Ribaltone?

Pier Ferdinando Casini premier: retroscena-Quirinale, ecco chi lo sta spingendo. L'ombra del commissariamento

Elisa Calessi

Alla fine si sono visti anche loro, Matteo Renzi e Enrico Letta. Nonostante i trascorsi che comunque umanamente pesano, si sono incontrati. Di prima mattina, a Palazzo Giustianiani, nell'ufficio di Renzi. Ed essendo, entrambi, professionisti di quell'arte che è la politica, oltre che ben consapevoli della delicatezza del momento, si sono trovati perfino d'accordo. «Enrico, mi garantisci che è tua intenzione proseguire la legislatura, nel caso Draghi fosse eletto?», è stata la prima domanda del leader di IV a quello del Pd. Alla risposta affermativa, è seguito il ragionamento. «Le strade sono due», ha detto Renzi, «o si tiene Draghi al governo e si vota una figura istituzionale, espressa dal centrodestra ma accettabile, oppure, se vogliamo eleggere Draghi, dobbiamo fare un accordo di ferro sul governo. Che, a quel punto, deve avere una forte caratura politica».

 

 

Sul primo scenario, Letta gli ha risposto che, teoricamente, l'ipotesi è possibile. Ma se i nomi sono quelli girati in queste ore, il Pd non ci sta. Per essere chiari: «Da noi la Casellati non passa», ha spiegato Letta a Renzi. Men che meno Letizia Moratti, Marcello Pera o Franco Frattini. «Non esiste nessuno di questi». Anche perché Letta ha ripetuto a Renzi quello che va dicendo in pubblico: è necessario che a eleggere il prossimo presidente della Repubblica sia almeno la stessa maggioranza che ora sostiene il governo. No, quindi, a «figure di parte». E no a governi sostenuti da maggioranze diverse. Un'alternativa a Draghi, la carta da sempre di Renzi, sarebbe Casini. «Ma siamo sicuri che il centrodestra lo vota?», ha obiettato Letta, «siamo sicuri che Berlusconi accetterebbe? Mi pare difficile, ma vediamo cosa dice domani». E poi, si osserva tra i dem, come la prenderebbe Draghi, a vedersi scartato al posto di Casini?

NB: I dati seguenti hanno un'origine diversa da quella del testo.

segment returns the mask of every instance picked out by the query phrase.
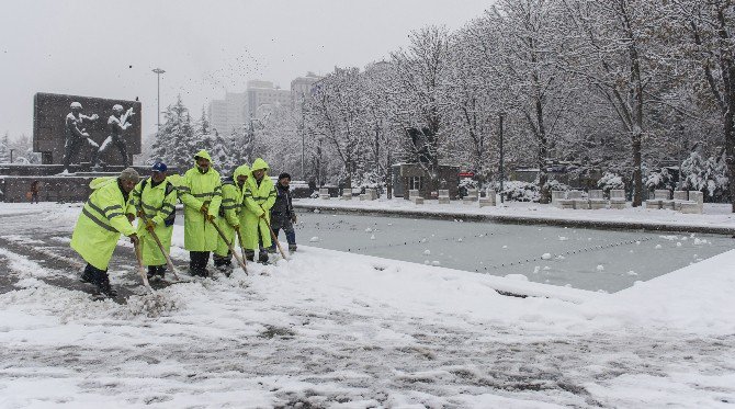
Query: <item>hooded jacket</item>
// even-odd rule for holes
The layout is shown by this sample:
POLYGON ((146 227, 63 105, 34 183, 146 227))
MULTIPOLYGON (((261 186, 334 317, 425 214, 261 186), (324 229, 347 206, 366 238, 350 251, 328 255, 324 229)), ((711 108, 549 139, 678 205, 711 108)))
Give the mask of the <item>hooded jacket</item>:
MULTIPOLYGON (((237 184, 237 178, 240 175, 246 175, 250 179, 250 167, 242 164, 235 169, 233 172, 233 178, 227 179, 226 182, 222 184, 222 206, 219 207, 219 217, 217 218, 217 225, 219 229, 225 234, 225 238, 229 241, 233 247, 235 246, 235 226, 240 225, 240 213, 242 211, 242 191, 244 188, 240 188, 237 184)), ((240 243, 242 246, 242 243, 240 243)), ((227 255, 227 243, 220 238, 217 238, 217 249, 215 254, 225 257, 227 255)))
POLYGON ((259 169, 265 171, 260 184, 255 177, 248 178, 244 192, 245 212, 240 217, 240 226, 245 227, 242 239, 245 240, 245 248, 248 250, 256 250, 259 247, 259 235, 263 247, 271 246, 269 224, 270 209, 275 203, 275 186, 268 177, 268 163, 261 158, 252 162, 250 172, 255 173, 259 169), (265 215, 264 219, 260 217, 263 214, 265 215))
MULTIPOLYGON (((127 213, 145 213, 146 218, 156 227, 154 232, 163 245, 163 250, 171 251, 171 236, 173 234, 173 218, 176 217, 177 189, 168 179, 154 186, 150 178, 142 180, 135 185, 127 201, 127 213)), ((146 229, 143 218, 138 219, 138 238, 140 238, 140 253, 145 265, 166 264, 166 255, 158 248, 152 236, 146 229)))
POLYGON ((97 178, 71 234, 71 248, 95 269, 106 271, 120 234, 131 236, 135 228, 125 216, 127 206, 117 178, 97 178))
POLYGON ((210 154, 202 149, 196 157, 210 160, 210 169, 206 173, 200 172, 194 159, 194 167, 184 173, 177 186, 179 200, 184 204, 184 248, 189 251, 214 251, 217 248, 217 230, 206 220, 201 208, 207 203, 207 214, 217 215, 222 203, 222 183, 210 154))

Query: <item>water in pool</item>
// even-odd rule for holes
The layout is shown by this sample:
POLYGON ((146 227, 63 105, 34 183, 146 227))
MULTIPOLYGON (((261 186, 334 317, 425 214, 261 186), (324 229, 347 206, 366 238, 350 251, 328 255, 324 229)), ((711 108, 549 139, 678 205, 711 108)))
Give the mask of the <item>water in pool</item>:
MULTIPOLYGON (((720 254, 727 236, 304 212, 301 245, 617 292, 720 254)), ((283 238, 283 235, 281 235, 283 238)))

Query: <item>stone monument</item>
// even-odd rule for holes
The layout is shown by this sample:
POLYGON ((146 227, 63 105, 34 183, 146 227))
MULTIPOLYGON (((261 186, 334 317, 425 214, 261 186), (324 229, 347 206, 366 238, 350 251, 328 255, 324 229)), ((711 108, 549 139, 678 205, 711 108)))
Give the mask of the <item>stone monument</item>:
POLYGON ((43 164, 63 164, 67 172, 128 166, 132 155, 140 154, 140 128, 138 101, 45 92, 34 96, 33 150, 41 152, 43 164))

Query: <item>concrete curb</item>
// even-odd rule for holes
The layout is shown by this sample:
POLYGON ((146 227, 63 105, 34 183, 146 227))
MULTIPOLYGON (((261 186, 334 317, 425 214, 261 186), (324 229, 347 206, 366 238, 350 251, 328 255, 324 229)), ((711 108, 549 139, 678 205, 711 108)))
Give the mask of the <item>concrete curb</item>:
POLYGON ((620 221, 620 220, 581 220, 555 217, 533 216, 509 216, 509 215, 478 215, 472 213, 442 213, 436 211, 422 211, 410 208, 362 208, 329 206, 329 204, 294 203, 295 208, 319 209, 337 214, 355 213, 365 216, 410 216, 429 219, 455 219, 462 218, 468 221, 494 221, 516 225, 550 225, 562 227, 588 227, 603 230, 652 230, 657 232, 700 232, 713 235, 735 235, 735 227, 702 226, 688 224, 666 224, 657 221, 620 221))

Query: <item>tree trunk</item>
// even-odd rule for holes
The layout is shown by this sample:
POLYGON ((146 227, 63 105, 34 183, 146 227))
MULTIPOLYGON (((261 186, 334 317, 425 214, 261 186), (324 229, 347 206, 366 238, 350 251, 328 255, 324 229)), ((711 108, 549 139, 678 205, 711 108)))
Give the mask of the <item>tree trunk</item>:
POLYGON ((633 207, 643 204, 643 167, 641 164, 641 129, 633 132, 633 207))

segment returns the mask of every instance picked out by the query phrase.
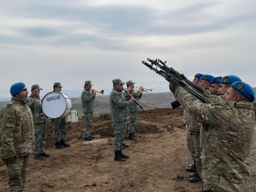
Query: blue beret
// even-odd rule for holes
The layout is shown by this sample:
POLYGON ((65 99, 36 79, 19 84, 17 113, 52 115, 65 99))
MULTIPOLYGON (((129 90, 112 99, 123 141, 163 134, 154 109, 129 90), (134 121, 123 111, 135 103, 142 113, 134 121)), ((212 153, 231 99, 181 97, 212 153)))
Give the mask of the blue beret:
POLYGON ((235 81, 241 81, 241 80, 235 75, 227 75, 221 79, 221 84, 232 84, 235 81))
POLYGON ((236 81, 231 84, 231 87, 244 95, 249 99, 251 102, 253 102, 255 99, 254 91, 247 83, 242 81, 236 81))
POLYGON ((201 73, 198 73, 198 74, 196 74, 194 75, 194 78, 201 78, 201 76, 203 76, 202 74, 201 74, 201 73))
POLYGON ((25 84, 22 82, 15 83, 12 85, 10 88, 10 93, 12 96, 15 96, 15 94, 18 94, 20 91, 22 91, 22 89, 25 88, 25 84))
POLYGON ((222 79, 222 77, 213 78, 211 80, 211 84, 219 84, 221 82, 221 79, 222 79))
POLYGON ((204 74, 201 77, 201 80, 209 81, 211 81, 211 79, 214 78, 214 76, 211 76, 211 74, 204 74))

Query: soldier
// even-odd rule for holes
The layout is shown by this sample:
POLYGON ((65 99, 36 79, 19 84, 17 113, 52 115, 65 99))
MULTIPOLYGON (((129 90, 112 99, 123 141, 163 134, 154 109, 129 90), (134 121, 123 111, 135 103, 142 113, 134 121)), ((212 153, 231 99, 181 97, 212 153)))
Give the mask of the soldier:
MULTIPOLYGON (((60 82, 55 82, 53 84, 53 92, 61 92, 62 86, 60 82)), ((52 119, 53 129, 53 141, 55 143, 56 149, 69 147, 70 144, 65 143, 67 136, 67 127, 65 118, 58 118, 52 119)))
POLYGON ((217 77, 214 78, 211 81, 211 87, 209 88, 209 91, 211 94, 218 94, 218 90, 220 88, 220 82, 222 79, 222 77, 217 77))
POLYGON ((214 77, 210 74, 204 74, 200 78, 198 85, 203 88, 209 89, 211 81, 214 77))
POLYGON ((49 157, 50 154, 45 153, 46 143, 46 118, 43 118, 42 101, 39 97, 40 88, 38 84, 33 84, 31 88, 32 94, 28 98, 28 106, 33 114, 35 133, 35 158, 42 160, 49 157))
POLYGON ((126 101, 126 98, 121 94, 125 83, 120 78, 113 79, 112 82, 113 89, 110 94, 110 110, 112 126, 115 130, 114 160, 125 161, 129 157, 128 155, 125 155, 121 152, 126 123, 129 119, 128 106, 136 99, 131 96, 130 100, 126 101))
POLYGON ((230 85, 235 81, 241 81, 241 78, 235 75, 227 75, 221 78, 220 88, 218 90, 218 94, 224 94, 228 91, 230 85))
POLYGON ((28 155, 34 147, 33 115, 22 82, 12 85, 11 104, 1 111, 0 156, 8 167, 7 191, 22 191, 27 182, 28 155))
MULTIPOLYGON (((135 82, 132 82, 132 81, 129 81, 126 82, 128 92, 131 94, 138 102, 139 102, 139 100, 141 99, 142 96, 143 92, 143 87, 140 86, 140 88, 138 91, 135 91, 135 82)), ((125 98, 128 97, 128 95, 126 93, 124 93, 125 98)), ((141 111, 141 109, 140 107, 136 104, 135 102, 131 103, 129 107, 129 118, 130 118, 130 122, 128 124, 128 134, 129 134, 129 140, 136 140, 138 139, 138 136, 135 135, 135 128, 137 123, 137 118, 138 118, 138 112, 141 111)))
POLYGON ((95 137, 90 135, 90 130, 92 124, 94 101, 96 95, 96 91, 91 89, 91 86, 92 84, 91 81, 86 81, 85 83, 85 90, 81 94, 81 106, 83 108, 85 118, 85 122, 84 126, 84 140, 85 141, 91 141, 95 137))
POLYGON ((203 191, 249 191, 244 159, 254 135, 252 88, 242 81, 233 83, 224 96, 224 104, 202 104, 173 79, 169 88, 182 106, 210 127, 201 154, 203 191))
MULTIPOLYGON (((200 81, 198 84, 200 87, 205 89, 205 92, 209 92, 208 89, 210 88, 211 81, 214 78, 213 76, 210 74, 204 74, 200 78, 200 81)), ((200 129, 201 127, 201 123, 198 122, 192 114, 190 118, 190 131, 192 134, 194 140, 194 157, 195 157, 195 164, 196 164, 196 173, 191 174, 189 177, 190 183, 198 183, 201 181, 201 147, 200 147, 200 129)), ((193 172, 192 168, 187 168, 187 171, 193 172)))
MULTIPOLYGON (((196 74, 193 79, 193 83, 198 84, 200 78, 204 74, 200 73, 196 74)), ((186 170, 188 172, 190 172, 190 170, 196 171, 194 139, 191 132, 190 131, 190 115, 185 109, 184 110, 184 124, 186 126, 188 149, 191 155, 192 160, 194 161, 193 164, 188 165, 186 170)))

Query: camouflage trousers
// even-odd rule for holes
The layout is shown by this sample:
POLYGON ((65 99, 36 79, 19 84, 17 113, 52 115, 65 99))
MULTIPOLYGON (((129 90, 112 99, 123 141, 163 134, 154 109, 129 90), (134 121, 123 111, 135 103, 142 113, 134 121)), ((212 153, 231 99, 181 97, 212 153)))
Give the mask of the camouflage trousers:
MULTIPOLYGON (((195 157, 195 165, 197 167, 197 171, 201 178, 202 178, 202 165, 201 159, 201 148, 200 147, 200 134, 193 133, 194 146, 194 157, 195 157)), ((202 180, 202 179, 201 179, 202 180)))
POLYGON ((85 113, 84 137, 88 137, 90 135, 90 130, 92 124, 92 113, 85 113))
POLYGON ((41 154, 45 151, 46 143, 46 122, 34 124, 35 154, 41 154))
POLYGON ((126 121, 118 123, 113 123, 115 130, 114 151, 118 151, 122 149, 122 143, 125 141, 126 121))
POLYGON ((131 134, 135 132, 135 128, 138 119, 138 112, 134 111, 132 113, 129 113, 129 118, 130 118, 130 121, 128 122, 128 132, 131 134))
POLYGON ((189 126, 186 124, 186 133, 187 133, 187 145, 188 150, 191 155, 192 160, 195 161, 195 151, 194 145, 193 134, 190 131, 189 126))
POLYGON ((8 185, 6 191, 22 191, 27 183, 28 154, 15 157, 13 164, 3 160, 8 168, 8 185))
POLYGON ((67 136, 67 127, 65 118, 52 119, 53 130, 53 141, 58 142, 61 140, 65 141, 67 136))

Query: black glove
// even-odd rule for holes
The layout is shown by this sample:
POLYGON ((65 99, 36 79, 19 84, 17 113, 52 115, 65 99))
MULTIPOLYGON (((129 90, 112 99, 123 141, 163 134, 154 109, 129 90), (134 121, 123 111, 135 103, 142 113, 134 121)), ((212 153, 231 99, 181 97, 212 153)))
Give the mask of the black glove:
POLYGON ((170 78, 169 82, 169 89, 173 93, 175 93, 176 88, 181 86, 181 84, 177 82, 177 81, 175 81, 174 78, 170 78))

E così si torna all'attuale premier, a meno di un ripensamento in extremis di Sergio Mattarella che, per ora, non si vede. L'elezione dell'ex numero della Bce, però, hanno concordato entrambi, può funzionare solo se si sigla un accordo di ferro sul futuro esecutivo. Con nome del premier e dei ministri. Solo così si evita il rischio - da incubo - che il jolly dell'Italia, Draghi, sia affossato dai franchi tiratori, parlamentari che potrebbero vedere nel suo passaggio al Colle un rischio per la legislatura. Il nome di Casini è rispuntato, a sorpresa, a questo punto. Perché non immaginare che l'ex presidente della Camera, che Renzi sogna al Colle, possa guidare il governo, una volta che Draghi sia passato al Quirinale? È una figura istituzionale, essendo stato presidente della Camera, è trasversale, essendo nato nel centrodestra ma poi passato a sinistra (è stato eletto nelle liste del Pd). Ed è un politico, il che eviterebbe l'immagine di una politica totalmente commissariata, con un tecnico al Colle e a Palazzo Chigi.

 

 

Restano due incognite. «Bisogna capire», si dice nel Pd, «se i 5Stelle reggono Draghi. Ora c'è pure il caso Fraccaro...». E poi c'è il centrodestra: «Dobbiamo vedere chi indicherà Berlusconi nel momento in cui si ritira, sempre se si ritira...», si dice al Nazareno. Renzi la mette così: «Ho parlato con Salvini, dovrà decidere come giocare questa leadership di numeri che hanno, se diventerà leadership politica». Si aspetta il vertice di oggi. «Noi», dice Enrico Borghi, dem, «stiamo lavorando per conseguire l'obiettivo di un presidente della Repubblica autorevole, istituzionale, super partes. Il patto di legislatura tiene insieme Quirinale e Palazzo Chigi: è una pre-condizione per l'accordo». E se Draghi fosse eletto, chi guiderebbe il governo? «Deve essere un punto di sintesi nella maggioranza». Il resto della giornata, per Letta, è stato fitto di incontri: Psi, FacciamoEco, Svp e Uv. E oggi o domani potrebbe incontrare Salvini. Con tutti ha concordato la linea: serve un nome superpartes, il consenso di una larga maggioranza e un patto di legislatura fino al 2023. Colle e governo si tengono. Più passano le ore, più l'accordo diventa sul governo.